We hiked out of the caves, and continued on to the lake. Around 15 minutes later, we found that we could go no further on the road. We were able to pass small patches of snow, but the small patches turned into a blanket and deep and we could no longer see road. We turned around.
We considered our options. We both had the camping bug, but also felt like it was a long day and we were pretty tired. So, we decided to call it a night. On the way back, though, we were going to pass Lake Britton so we decided that if we didn’t get to see Medicine Lake, we could at least cool off by jumping in this one. When we stopped at the boat dock, what we found was less than appealing.
We saw a family leaving in swimsuits, so a good sign. But when we changed into our skivvies and approached the water, we found that this arm of the lake was very stagnant, to say the least.
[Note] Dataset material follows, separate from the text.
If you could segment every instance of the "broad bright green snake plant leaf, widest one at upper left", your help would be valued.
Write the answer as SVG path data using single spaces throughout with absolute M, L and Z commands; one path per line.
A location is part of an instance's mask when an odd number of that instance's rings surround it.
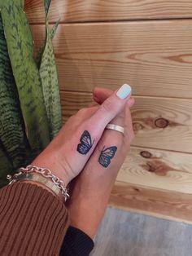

The rocks were slick with moss and there was nothing quite akin to a beach. It would, perhaps, be a good place to go fishing (we did find a lost and abandoned faux worm) or launch a boat, but it was not a place to swim. We got back in the car, sweaty and disappointed.
And then we drove back, and took the time to treat ourselves. It may have been a weekend where nothing really went according to plan, but we still enjoyed it. We were able to go to the Grants Pass event and our money went to a good cause. We went to three waterfalls. We explored an ice cave. So, a natural finish to the trip was getting dinner at Red Robin and watching Unbreakable Kimmy Schmidt. Also, if we are being honest, it made me think about my relationship with Kiva. This had been a weekend where virtually nothing went right. We had to keep changing our plans the entire time. And she was a trooper. We did get disheartened, but she never complained or became bitter or angry. It was a small adversity we had faced, but we had faced it together and made the most of it. It made me appreciate us.
Sorry, that got a little cheesy. I just think it’s an important aspect of this trip and something I won’t forget. I also feel like this is a very youtube-y way to end my piece, but if any of you have had experiences where plans have changed and you’ve had to adapt and made the most of it, let me know, I’d love to hear it.